Previously, we found it illuminating to segment swaps by their notional size, observing that large swaps are more likely to be toxic flow (negative pool PnL). We take the same approach here by plotting a wallet’s average notional swap size against its average PnL and coloring each point (corresponding to a single wallet) according to its PnL autocorrelation across groups of swaps:
There is a surprising amount of structure in this plot!

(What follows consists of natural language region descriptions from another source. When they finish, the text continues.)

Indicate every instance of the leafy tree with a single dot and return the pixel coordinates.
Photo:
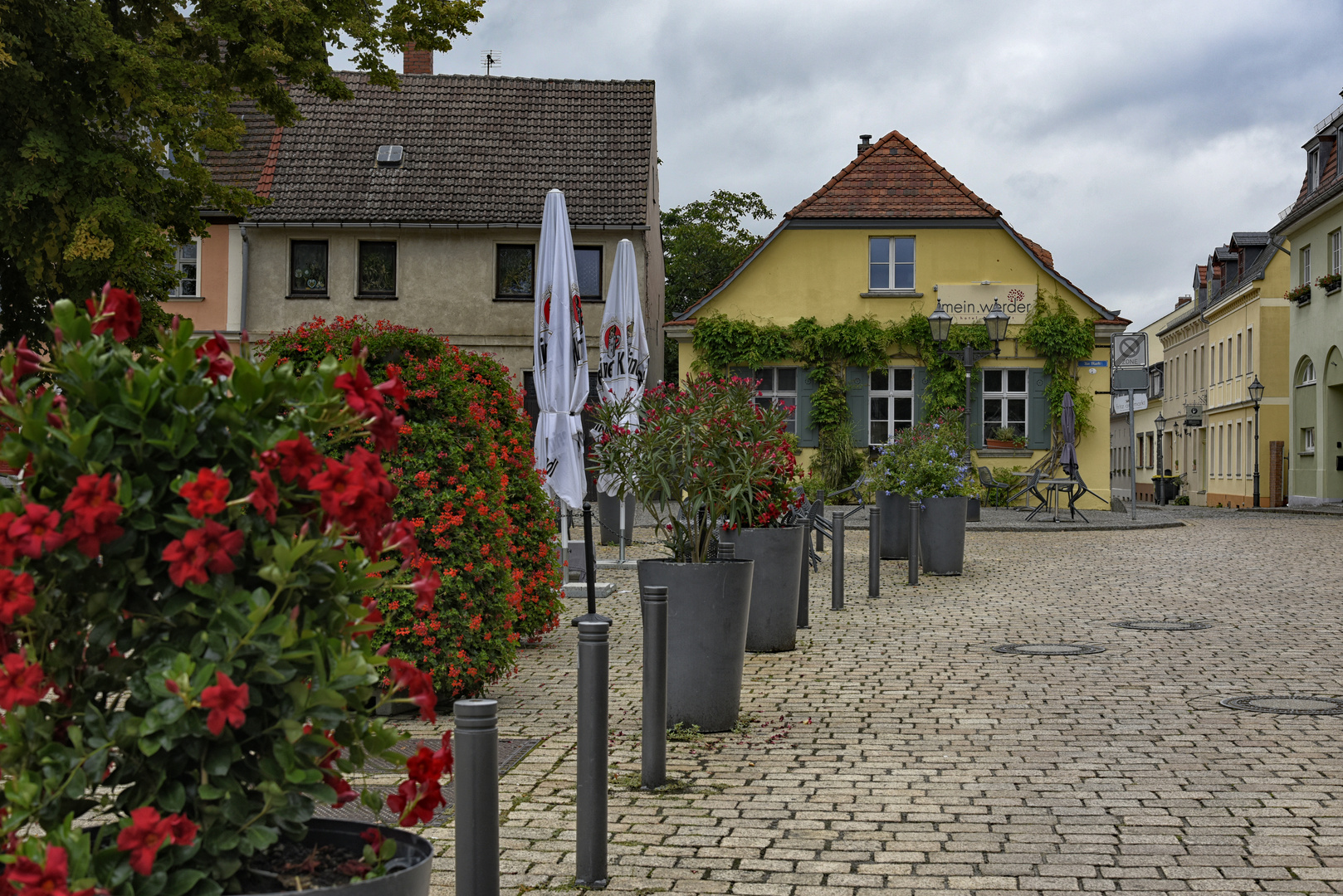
(110, 106)
(704, 241)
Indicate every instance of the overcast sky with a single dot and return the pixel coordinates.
(1127, 139)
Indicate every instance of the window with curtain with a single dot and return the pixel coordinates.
(779, 386)
(891, 402)
(1005, 401)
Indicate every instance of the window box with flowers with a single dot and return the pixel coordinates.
(1299, 295)
(188, 596)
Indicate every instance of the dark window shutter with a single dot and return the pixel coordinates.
(1037, 410)
(921, 386)
(856, 392)
(808, 436)
(977, 409)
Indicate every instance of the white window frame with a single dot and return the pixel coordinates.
(891, 395)
(1005, 395)
(173, 295)
(891, 265)
(769, 391)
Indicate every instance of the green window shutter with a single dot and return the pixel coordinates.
(808, 436)
(977, 409)
(856, 392)
(921, 386)
(1037, 410)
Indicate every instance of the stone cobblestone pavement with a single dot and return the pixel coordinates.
(895, 751)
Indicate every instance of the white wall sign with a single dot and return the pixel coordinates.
(969, 303)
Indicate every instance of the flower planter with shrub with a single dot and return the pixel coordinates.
(189, 590)
(467, 480)
(704, 458)
(931, 464)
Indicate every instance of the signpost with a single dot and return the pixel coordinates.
(1128, 373)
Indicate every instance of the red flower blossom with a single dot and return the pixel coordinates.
(221, 363)
(265, 497)
(119, 309)
(207, 494)
(95, 509)
(37, 529)
(21, 684)
(27, 878)
(211, 547)
(226, 703)
(15, 596)
(148, 832)
(299, 460)
(418, 685)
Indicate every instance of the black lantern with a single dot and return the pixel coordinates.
(940, 324)
(997, 323)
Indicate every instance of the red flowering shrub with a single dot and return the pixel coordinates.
(467, 483)
(189, 581)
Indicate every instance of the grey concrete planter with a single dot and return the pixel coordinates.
(895, 525)
(708, 609)
(942, 536)
(608, 514)
(774, 586)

Notably, there are three major clusters of wallets:
- One cluster of positive PnL wallets (unprofitable traders) with relatively low notional swap sizes
- Two clusters of negative PnL wallets (informed or toxic flow) with high notional swap sizes, one of which has extremely high PnL autocorrelation
The two negative-PnL clusters likely constitute a fairly high proportion of the toxic flow to which ETH/USDC LPs are subject, with the high-autocorrelation cluster constituting a qualitatively different “type” of arbitrageur from the lower-autocorrelation cluster.
What proportion of ETH/USDC LPs’ overall losses come from these “clusters” of wallets associated with toxic flow?
- The smaller of the negative-PnL clusters with very high autocorrelation is made up of 52 wallets responsible for aggregate pool PnL of -23 million USD
- The larger of the negative-PnL clusters with lower autocorrelation is made up of 312 wallets responsible for aggregate pool PnL of -124 million USD
Striking numbers in light of the fact that the total ETH/USDC pool PnL is merely -42 million USD, meaning that outside of this subset of 364 wallets — i.e, the other 454,091 wallets in the dataset — are in fact immensely profitable for Uniswap LPs to the tune of positive 104 million USD! These results underscore, more than ever before, the importance of order flow segmentation and price discrimination to sustainable AMM liquidity provisioning.
To briefly summarize our findings so far:
- Fresh wallets are more likely to originate small, positive-PnL swaps, with toxic flow largely coming from very frequent and large swappers
- In fact, for wallets with limited swap history, expected pool PnL actually increases with notional swap size, and this is probably a combination of insensitive “exploit flow” for ETH purchases and “retail whales”
- The PnL of a wallet’s first swap is, in general, not a strong predictor of its average PnL across all swaps; however, aggregating across larger groups of swaps, we can clearly identify “clusters” of wallets associated with toxic flow
- There is a small subset of wallets responsible for originating a large quantity of toxic flow, generating losses on the order of 150 million USD for Uniswap LPs
Although segregation of toxic flow will prove to be challenging, especially as traders adapt their methods to become less detectable, we have at least made some initial steps here toward characterizing the different sources of swap flow and their properties.
In the next post in this series, we will explore properties of toxic flow, such as the consistency of their PnL or the timeframe of their alphas, in more detail. We will also sketch out workable mechanisms for price discrimination that overcome the challenges of working within the EVM.